Green eyes stare down at me. Green eyes that lead to a crooked nose, full lips and a few days of unshaven growth. The face is vaguely familiar and I blink, my brain fully waking up. The security guy. Some name that begins with a D.
“Time to get up. Mr. Dumont would like to speak to you.”
I cover my face in my hands, trying to wake up enough to think. “Then you’ll take me home?”
I hear a chuckle. “If that’s what you want.”
I sit up, pushing back the blankets and swinging my legs off of the bed. My brain hazily engages, memories of last night slowly clicking into place. “Wait.” I turn to the man with a glare. “I locked the door last night.”
He shrugs. “We have a key.”
I bite back a response, shooting him the stoniest glare I have, moving across the room and yanking open the closet door.
“I see you found some pajamas.”
“Yeah. You’ve got enough female clothing in here to outfit half of the city.” I grab a tee-shirt dress and a pair of underwear, the tags still hanging from the lace. Stepping fully into the closet I turn and shut the door on the man’s face, cutting off whatever words were about to come out of his mouth.
I feel a bit of adolescent pleasure at the slight, at the ability to show some of the frustration that is building up inside me. I pull the panties on, popping off the tag and tug the dress over my head, forgoing a bra. I study myself in the mirror, a critical eye looking for flaws. I look younger, my makeup-free face much different than the vixen look I go for at the Club. My hair is curly, a result of going to bed with it wet, the strands exacting their revenge in the form of uncontrollable volume and curl. I run my hands through a few times before giving up and opening the door. To one irritated green-eyed face.
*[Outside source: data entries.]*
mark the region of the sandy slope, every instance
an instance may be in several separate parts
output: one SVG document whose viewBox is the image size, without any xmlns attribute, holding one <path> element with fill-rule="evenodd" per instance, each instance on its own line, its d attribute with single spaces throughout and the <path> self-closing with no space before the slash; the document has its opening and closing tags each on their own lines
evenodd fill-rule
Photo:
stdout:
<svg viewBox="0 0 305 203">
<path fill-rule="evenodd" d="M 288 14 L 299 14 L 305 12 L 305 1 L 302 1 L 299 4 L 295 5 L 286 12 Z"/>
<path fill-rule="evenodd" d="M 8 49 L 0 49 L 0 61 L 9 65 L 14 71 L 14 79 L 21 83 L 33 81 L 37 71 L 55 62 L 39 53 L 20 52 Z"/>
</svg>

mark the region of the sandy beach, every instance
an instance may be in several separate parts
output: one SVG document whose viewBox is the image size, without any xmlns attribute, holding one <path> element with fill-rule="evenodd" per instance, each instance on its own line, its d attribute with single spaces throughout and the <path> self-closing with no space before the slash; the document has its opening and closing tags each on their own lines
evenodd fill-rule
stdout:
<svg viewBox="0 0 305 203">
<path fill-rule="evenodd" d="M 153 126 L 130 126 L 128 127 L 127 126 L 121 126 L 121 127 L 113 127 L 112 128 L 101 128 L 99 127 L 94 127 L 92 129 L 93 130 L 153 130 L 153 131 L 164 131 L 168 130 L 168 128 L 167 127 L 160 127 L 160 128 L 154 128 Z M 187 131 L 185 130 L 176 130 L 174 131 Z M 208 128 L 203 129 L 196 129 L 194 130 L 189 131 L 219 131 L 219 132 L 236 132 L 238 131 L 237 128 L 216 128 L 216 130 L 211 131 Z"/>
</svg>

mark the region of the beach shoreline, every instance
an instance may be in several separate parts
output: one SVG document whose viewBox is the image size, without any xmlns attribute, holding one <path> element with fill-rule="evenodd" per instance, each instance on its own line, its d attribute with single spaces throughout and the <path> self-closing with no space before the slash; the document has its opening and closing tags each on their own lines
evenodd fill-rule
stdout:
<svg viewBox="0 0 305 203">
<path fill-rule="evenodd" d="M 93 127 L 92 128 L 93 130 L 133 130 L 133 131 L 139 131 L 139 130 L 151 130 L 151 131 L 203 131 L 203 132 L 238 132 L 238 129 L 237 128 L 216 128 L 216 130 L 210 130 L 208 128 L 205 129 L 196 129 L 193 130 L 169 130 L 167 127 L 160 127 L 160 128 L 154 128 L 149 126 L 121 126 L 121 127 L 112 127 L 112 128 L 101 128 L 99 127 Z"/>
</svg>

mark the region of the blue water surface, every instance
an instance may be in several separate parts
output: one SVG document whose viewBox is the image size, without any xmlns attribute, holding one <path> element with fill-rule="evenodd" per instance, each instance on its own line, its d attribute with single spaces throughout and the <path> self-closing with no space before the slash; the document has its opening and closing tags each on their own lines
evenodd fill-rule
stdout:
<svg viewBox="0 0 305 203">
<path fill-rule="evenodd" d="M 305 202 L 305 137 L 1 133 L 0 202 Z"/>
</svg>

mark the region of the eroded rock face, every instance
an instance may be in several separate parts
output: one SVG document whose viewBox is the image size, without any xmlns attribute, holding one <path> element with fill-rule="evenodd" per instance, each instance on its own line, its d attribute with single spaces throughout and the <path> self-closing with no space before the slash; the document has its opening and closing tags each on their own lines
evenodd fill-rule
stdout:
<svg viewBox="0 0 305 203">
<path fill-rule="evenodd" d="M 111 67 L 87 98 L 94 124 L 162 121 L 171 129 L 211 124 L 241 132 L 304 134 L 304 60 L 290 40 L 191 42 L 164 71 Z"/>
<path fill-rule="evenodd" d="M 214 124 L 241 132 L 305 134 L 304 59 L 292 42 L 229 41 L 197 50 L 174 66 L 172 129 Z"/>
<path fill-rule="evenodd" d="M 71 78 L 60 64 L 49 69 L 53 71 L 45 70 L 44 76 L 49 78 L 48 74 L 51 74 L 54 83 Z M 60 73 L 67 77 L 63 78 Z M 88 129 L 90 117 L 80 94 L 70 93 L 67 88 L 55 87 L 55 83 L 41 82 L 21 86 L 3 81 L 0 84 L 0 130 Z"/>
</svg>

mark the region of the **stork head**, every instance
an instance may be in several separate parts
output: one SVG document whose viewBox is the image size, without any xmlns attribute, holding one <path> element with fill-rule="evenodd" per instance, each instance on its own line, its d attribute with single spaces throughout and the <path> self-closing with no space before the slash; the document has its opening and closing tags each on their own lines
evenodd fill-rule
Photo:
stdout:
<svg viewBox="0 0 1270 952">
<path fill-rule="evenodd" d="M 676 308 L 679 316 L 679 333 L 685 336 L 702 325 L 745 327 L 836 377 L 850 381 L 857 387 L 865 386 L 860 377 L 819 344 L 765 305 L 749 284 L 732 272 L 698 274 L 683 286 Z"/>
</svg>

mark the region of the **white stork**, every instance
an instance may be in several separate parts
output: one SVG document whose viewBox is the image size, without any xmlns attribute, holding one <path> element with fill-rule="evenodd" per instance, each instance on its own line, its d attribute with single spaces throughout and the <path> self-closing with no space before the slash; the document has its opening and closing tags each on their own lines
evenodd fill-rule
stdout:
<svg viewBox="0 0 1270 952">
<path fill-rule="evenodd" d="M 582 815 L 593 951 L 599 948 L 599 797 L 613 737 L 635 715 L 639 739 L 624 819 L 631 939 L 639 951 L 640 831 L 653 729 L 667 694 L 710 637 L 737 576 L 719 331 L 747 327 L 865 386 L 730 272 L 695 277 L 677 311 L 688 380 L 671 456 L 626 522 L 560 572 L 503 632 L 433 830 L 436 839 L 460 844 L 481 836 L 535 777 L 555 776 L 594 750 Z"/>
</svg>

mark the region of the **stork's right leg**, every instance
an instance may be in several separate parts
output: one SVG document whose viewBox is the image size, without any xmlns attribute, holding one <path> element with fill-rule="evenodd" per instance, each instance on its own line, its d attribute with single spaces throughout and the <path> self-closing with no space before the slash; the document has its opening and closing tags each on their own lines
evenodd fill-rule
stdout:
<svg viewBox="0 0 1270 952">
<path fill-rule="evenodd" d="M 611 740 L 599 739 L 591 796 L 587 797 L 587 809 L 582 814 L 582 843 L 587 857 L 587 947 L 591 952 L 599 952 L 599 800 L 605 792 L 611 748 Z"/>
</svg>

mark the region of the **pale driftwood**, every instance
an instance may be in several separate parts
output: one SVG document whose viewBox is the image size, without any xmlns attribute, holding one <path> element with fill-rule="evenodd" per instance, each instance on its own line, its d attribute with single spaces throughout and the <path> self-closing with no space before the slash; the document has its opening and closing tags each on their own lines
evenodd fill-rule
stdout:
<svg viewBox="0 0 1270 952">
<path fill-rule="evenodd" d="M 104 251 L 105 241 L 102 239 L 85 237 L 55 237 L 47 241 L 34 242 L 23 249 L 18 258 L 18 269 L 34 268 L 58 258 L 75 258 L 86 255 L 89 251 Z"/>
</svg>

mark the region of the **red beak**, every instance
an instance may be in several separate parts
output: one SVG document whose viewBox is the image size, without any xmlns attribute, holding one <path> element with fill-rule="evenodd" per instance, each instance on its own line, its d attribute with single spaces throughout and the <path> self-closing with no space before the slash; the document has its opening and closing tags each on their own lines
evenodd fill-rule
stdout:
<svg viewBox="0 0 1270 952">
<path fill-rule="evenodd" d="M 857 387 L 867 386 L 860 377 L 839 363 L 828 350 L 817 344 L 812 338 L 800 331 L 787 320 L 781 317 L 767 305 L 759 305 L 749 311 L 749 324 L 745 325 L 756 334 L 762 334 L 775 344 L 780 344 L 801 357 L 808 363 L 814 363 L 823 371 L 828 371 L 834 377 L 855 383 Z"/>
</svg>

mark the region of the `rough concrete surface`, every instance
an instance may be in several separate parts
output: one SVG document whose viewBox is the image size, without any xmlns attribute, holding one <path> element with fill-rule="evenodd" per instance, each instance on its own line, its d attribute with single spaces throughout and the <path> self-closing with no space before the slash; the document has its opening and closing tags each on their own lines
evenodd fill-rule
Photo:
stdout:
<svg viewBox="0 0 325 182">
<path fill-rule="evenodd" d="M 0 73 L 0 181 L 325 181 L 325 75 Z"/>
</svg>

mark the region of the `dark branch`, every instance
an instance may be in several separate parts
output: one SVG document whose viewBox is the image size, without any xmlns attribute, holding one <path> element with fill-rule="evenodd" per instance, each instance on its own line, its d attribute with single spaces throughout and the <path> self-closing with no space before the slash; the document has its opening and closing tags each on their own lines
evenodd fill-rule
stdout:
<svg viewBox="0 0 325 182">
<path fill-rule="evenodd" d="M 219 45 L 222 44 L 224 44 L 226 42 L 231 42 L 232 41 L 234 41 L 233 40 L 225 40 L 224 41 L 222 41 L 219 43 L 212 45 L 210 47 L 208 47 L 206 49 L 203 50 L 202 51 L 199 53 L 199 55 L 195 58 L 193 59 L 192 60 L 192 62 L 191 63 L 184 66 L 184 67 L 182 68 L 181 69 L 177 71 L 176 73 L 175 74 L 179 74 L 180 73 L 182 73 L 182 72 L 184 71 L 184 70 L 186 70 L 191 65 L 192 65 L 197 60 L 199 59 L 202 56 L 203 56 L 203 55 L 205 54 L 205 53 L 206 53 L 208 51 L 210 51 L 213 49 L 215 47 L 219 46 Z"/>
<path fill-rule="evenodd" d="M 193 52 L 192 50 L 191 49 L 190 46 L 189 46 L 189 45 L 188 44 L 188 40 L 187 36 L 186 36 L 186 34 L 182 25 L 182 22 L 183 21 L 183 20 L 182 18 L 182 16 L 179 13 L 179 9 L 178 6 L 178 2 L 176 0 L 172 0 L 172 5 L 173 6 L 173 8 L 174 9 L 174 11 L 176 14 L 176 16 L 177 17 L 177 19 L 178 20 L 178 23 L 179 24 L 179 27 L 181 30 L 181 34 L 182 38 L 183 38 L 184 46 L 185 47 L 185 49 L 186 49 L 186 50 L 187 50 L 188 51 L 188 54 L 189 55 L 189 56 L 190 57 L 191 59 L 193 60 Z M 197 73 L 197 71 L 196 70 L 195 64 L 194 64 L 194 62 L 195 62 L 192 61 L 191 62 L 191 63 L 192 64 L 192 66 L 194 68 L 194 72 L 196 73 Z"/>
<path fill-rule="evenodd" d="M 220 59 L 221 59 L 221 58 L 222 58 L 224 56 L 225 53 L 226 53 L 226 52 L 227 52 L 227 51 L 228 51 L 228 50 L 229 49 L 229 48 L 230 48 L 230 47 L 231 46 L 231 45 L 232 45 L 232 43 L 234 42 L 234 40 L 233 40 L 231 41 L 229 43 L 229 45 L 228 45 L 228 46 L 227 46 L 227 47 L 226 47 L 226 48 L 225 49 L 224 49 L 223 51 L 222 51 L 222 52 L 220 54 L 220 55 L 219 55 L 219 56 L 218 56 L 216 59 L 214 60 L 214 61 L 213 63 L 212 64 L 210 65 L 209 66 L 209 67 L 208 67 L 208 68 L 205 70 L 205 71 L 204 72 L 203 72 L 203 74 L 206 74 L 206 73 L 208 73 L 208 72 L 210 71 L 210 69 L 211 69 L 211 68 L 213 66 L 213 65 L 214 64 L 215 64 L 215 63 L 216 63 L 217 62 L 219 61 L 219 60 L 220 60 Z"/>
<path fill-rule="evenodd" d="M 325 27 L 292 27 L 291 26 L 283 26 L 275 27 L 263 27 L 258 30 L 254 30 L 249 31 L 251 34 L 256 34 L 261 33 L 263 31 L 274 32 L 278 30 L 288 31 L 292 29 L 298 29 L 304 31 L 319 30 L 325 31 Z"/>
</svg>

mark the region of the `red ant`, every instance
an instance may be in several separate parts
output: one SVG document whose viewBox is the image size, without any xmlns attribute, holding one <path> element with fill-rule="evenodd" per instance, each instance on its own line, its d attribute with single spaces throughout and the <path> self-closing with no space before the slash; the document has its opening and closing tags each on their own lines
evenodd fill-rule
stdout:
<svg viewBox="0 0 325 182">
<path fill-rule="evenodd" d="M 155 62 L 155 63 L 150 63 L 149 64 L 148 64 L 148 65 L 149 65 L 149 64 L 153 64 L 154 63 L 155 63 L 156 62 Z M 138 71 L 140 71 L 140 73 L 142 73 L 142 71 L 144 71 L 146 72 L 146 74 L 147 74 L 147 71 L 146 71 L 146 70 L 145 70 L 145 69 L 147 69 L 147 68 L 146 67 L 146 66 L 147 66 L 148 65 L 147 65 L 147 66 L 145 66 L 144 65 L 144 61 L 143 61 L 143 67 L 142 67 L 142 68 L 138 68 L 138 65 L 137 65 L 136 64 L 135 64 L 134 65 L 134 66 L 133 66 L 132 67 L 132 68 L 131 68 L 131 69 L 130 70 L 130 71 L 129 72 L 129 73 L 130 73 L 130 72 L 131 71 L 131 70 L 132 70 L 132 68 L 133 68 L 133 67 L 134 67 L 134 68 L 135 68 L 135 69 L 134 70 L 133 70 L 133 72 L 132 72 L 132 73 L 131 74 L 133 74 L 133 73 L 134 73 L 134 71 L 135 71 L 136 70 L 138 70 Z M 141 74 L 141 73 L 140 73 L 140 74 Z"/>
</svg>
“Sorry,” I say breezily, dipping down and grabbing a set of jeweled sandals from a basket by the door, examining the size before slipping them on. A size too big, but acceptable to get home with. Someone at the club will be all over them.
I can feel his frustration, the emotion making me smile, my spirits rising as we exit the house and head to the main home, sunlight dancing off of the pool’s water and sending playful highlights over my legs. I am close to getting paid, getting in that limo, and heading back home in style. With this payday, I will be flush for a while, six months at least, six months of no stress, no blowjobs, and no bullshit from Dibs over late rent or the utility bill.
I couldn’t have been more wrong. About getting paid, about going home, and about six months of bliss.